General

Prev Next

Available in VPC

This guide describes how to create and manage a GPU Server from the NAVER Cloud Platform console.
For more information on how to create and manage KVM-based GPU servers, see KVM GPU.

Note
  • Set up redundancy between server zones to ensure continuity of service without interruption in the event of unexpected server malfunctions or scheduled change operations. See Load Balancer overview to set up redundancy.
  • NAVER Cloud Platform provides a High Availability (HA) structure to prepare for failures in the physical server, such as memory, CPU, and power supply. HA is a policy for preventing hardware failures from expanding to the Virtual Machine (VM) server. It supports Live Migration, which automatically migrates the VM on the host server to another secure host server when a failure occurs in the aforementioned host server. However, the VM server is rebooted when an error occurs where Live Migration cannot be initiated. If you are operating a service with a single VM server, server restarts can cause service outages. To reduce the frequency of such failures, it is recommended to implement VM server redundancy as described in the guidance above.

Check server information

You can view the GPU Server information in the same way as viewing regular server information. For more information, see Check server information.

Caution

In the case of GPU Servers, fees are charged even when the server is stopped.

Create server

You can create an GPU server in i_menu > Services > Compute > Server on the VPC environment console. For more information, see Create server.

Note
  • Company members can create up to 5 GPU Servers. If you need more GPU Servers or if you are an individual member who needs to create a GPU Server, check the FAQs and submit an inquiry to Customer Support.

Manage server

You can manage a GPU Server and change its settings in the same way as for a regular server. For more information, see Manage server.

Note
  • The specifications of a GPU Server can be changed only through a server of the same type.
  • Once a GPU Server is created, it cannot be converted into a regular server by removing the GPU. To change to a regular server, you need to create a server image and use the image to create a new regular server.
  • You can use the server image created in a regular server to create a GPU Server.
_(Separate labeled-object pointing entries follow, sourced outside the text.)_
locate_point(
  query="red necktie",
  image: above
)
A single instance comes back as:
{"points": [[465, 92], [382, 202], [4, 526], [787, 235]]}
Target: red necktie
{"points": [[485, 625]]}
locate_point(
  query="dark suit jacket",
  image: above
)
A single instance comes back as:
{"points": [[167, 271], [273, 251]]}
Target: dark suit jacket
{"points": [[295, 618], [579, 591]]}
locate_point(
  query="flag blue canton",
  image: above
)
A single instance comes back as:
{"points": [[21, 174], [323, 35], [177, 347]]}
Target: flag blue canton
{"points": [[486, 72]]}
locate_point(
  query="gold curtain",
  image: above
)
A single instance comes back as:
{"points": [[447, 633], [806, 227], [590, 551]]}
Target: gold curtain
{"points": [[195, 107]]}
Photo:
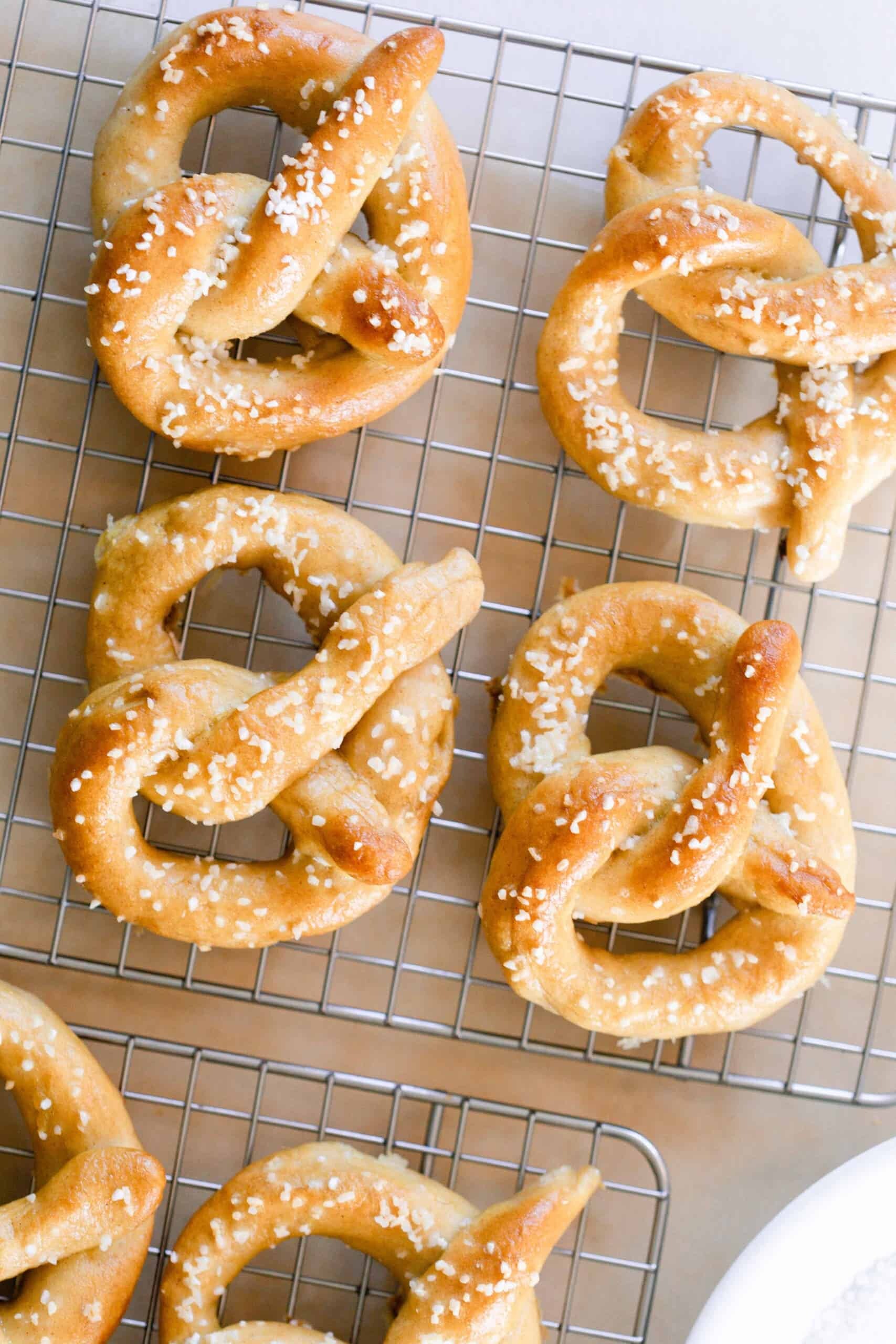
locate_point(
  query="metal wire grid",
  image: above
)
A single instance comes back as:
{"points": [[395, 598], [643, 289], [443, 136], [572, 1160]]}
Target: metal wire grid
{"points": [[529, 515], [206, 1113]]}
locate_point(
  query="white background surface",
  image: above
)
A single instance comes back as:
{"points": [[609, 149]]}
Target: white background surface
{"points": [[821, 42], [736, 1158]]}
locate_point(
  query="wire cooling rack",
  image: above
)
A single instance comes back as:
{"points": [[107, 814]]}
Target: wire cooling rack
{"points": [[469, 460], [206, 1113]]}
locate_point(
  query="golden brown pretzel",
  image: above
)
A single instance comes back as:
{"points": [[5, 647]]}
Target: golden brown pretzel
{"points": [[186, 267], [745, 281], [351, 752], [465, 1277], [82, 1237], [645, 834]]}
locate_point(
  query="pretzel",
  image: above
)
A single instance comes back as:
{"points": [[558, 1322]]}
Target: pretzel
{"points": [[464, 1276], [351, 752], [82, 1237], [645, 834], [186, 267], [746, 281]]}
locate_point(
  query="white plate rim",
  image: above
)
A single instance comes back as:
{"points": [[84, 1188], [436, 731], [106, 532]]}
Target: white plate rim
{"points": [[827, 1237]]}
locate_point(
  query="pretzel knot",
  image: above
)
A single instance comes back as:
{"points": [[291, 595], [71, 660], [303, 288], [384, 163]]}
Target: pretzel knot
{"points": [[82, 1237], [351, 752], [749, 282], [464, 1276], [645, 834], [183, 268]]}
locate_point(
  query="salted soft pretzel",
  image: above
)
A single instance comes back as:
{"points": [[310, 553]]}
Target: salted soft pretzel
{"points": [[464, 1276], [351, 752], [81, 1240], [645, 834], [184, 267], [746, 281]]}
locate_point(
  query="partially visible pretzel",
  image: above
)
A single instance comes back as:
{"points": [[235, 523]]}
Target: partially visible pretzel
{"points": [[351, 752], [645, 834], [186, 267], [82, 1237], [743, 280], [464, 1276]]}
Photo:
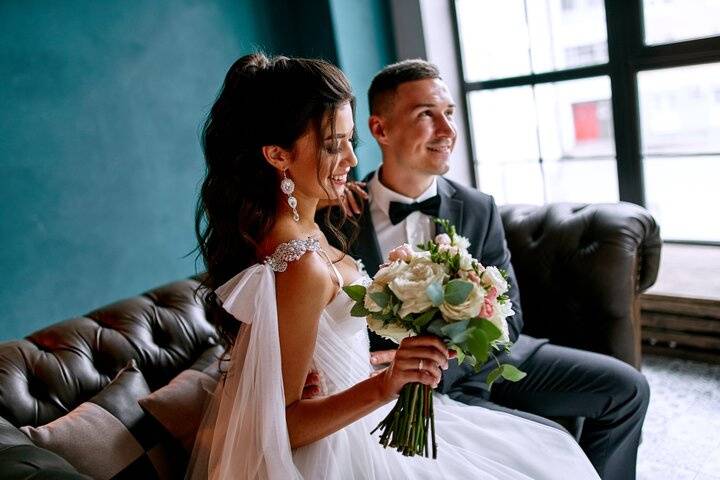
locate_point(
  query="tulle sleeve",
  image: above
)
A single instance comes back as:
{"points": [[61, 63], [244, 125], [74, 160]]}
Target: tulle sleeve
{"points": [[244, 432]]}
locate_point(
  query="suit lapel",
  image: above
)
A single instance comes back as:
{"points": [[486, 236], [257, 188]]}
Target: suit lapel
{"points": [[450, 208]]}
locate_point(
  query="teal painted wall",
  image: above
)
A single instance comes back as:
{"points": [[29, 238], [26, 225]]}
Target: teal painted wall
{"points": [[100, 109], [99, 154], [364, 42]]}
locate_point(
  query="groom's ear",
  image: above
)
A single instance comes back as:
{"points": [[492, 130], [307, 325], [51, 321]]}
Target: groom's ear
{"points": [[276, 156], [377, 128]]}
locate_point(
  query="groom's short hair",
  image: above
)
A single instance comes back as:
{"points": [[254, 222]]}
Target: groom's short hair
{"points": [[387, 80]]}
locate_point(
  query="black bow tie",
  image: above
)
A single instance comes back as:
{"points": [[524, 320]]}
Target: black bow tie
{"points": [[399, 211]]}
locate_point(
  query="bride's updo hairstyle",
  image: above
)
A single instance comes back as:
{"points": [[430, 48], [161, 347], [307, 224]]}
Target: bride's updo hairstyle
{"points": [[263, 101]]}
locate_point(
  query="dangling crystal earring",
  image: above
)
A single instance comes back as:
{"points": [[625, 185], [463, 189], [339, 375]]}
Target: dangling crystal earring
{"points": [[288, 186]]}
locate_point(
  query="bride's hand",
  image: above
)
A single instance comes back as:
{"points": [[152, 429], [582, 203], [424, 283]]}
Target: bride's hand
{"points": [[418, 359]]}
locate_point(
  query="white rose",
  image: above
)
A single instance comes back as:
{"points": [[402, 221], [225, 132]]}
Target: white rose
{"points": [[449, 248], [470, 308], [411, 284], [390, 331], [492, 277], [442, 239], [499, 319], [384, 276], [466, 261], [462, 242]]}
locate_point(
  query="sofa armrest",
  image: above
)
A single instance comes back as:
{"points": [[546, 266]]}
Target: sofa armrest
{"points": [[580, 269], [21, 459]]}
Reinstall and upgrade the GPU driver/CUDA

In the following situations during use of a GPU Server, you can reinstall the GPU driver and CUDA of the server:

  • If the OS kernel version is changed (updated) and is no longer compatible with the current GPU driver, reinstall the GPU driver only.
  • If you need to upgrade an old version GPU driver currently in use to the latest driver provided on NAVER Cloud Platform
  • If you need to upgrade the driver to a specific version
Note
  • You may not be able to receive official support with regard to problems occurring after you install drivers other than the default versions provided and installed by NAVER Cloud Platform.
  • We do not recommend downgrading the driver to a lower version than what is currently provided by NAVER Cloud Platform.
  • The default versions provided and installed by NAVER Cloud Platform are as follows: (For Windows Server 2016, the R525 version is provided because NVIDIA's service support ended.)
Linux Windows Server 2019 Windows Server 2016
GPU Driver 535.161.08 537.13 527.4
CUDA 12.2 12.2 12.0
cuDNN 8.9.7 8.9.7 8.8.0

See the following guides depending on the OS you are using:

Reinstall GPU driver (Linux)

The driver versions provided by NAVER Cloud Platform can be reinstalled through scripts.
If you plan to use a separate version, follow the manual reinstallation procedure.

Reinstall through scripts

To reinstall the GPU driver through scripts, follow these steps:

  1. Enter the wget http://init.ncloud.com/gpu/ncp_gpu_reinstall.sh commands to download the script file.
  2. Enter the ./ncp_gpu_reinstall.sh commands to delete the existing GPU driver.
  3. Reboot the server.
  4. Re-enter the ./ncp_gpu_reinstall.sh commands to reinstall the GPU driver.

Manual reinstallation

If you fail to reinstall the driver through scripts, or if you want to change and install the GPU driver version, follow these steps:

  1. Download the driver file of the version you wish to reinstall or upgrade the driver to.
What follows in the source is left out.